So much for my prediction that there would be scarcely any change in the US Senate! I gave too much weight to all those claims that it was getting harder and harder to unseat an incumbent. Pollster Jay Cost, in an article engagingly entitled
"Why I jumped the shark" says,
Theoretically, the mistake I made here was to presume that the incumbency advantage that obviously exists (this year's incumbency reelection rate is still about 95.2%) is automatic. Incumbents are in a good position to insulate themselves. But they are not automatically insulated. They must actually do the insulating.
For America, that's cool. While the specific policies the Democrats will now foster over there are mostly bad, incumbents
ought to run scared.
For the rest of the world, Iraq in particular... pity.

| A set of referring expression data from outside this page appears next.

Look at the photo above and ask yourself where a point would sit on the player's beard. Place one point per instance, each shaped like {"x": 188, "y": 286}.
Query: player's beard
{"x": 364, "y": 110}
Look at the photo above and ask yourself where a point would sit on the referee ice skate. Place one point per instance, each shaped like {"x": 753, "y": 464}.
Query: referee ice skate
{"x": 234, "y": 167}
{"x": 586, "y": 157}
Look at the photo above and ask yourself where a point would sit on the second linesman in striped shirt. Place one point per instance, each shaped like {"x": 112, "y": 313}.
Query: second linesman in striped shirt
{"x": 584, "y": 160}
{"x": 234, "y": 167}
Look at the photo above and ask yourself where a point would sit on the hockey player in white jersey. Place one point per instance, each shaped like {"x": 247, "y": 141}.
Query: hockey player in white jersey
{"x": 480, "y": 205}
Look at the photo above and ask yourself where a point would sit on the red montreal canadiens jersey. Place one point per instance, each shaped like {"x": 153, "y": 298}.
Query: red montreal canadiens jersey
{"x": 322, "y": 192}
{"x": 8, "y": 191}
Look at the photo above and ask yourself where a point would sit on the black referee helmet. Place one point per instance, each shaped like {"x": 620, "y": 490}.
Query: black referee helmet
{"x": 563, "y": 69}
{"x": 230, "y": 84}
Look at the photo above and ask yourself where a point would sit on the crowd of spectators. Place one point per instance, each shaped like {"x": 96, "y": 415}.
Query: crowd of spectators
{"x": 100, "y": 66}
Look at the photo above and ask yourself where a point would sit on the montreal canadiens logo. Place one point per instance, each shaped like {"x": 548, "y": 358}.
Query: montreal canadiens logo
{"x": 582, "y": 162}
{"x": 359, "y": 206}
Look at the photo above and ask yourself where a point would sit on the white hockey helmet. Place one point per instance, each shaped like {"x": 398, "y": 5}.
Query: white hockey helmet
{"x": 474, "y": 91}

Pity is both a noun and a verb in the imperative mood.
Via Clive Davies, I found this depressing prediction from Frederick Kagan of the likely results of a withdrawal from Iraq.
Snappier version by Daryl Herbert in the Volokh comments:
The disaster that would follow an American pullout--collaborators would be tortured/murdered on a massive scale and no one would ever cooperate with Americans again--would be a tremendous benefit to al-Qaeda. America would never again be taken seriously in the Middle East or elsewhere as more than a tornado: we can temporarily pass through and smash anything that's out in the open, but in short order we're gone.

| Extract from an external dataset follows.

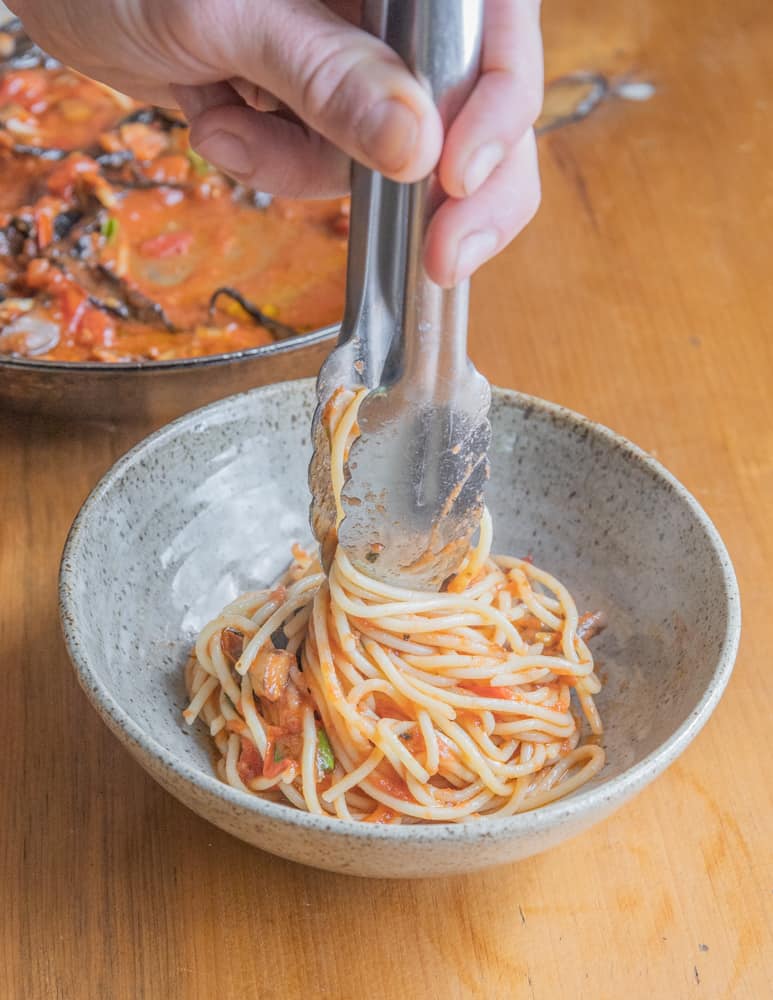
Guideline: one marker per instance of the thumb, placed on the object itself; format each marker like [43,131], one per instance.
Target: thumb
[343,83]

Liberalism would be discredited among Arabs. It would be seen as a great way to get killed: best case scenario, if your political movement succeeds, the liberal conditions you create will be fertile ground for a terrorist insurgency.
I don't despair. Perhaps
the horse will learn to sing. But I can't help remembering that the irrepressible thief who said that was under a suspended sentence of death.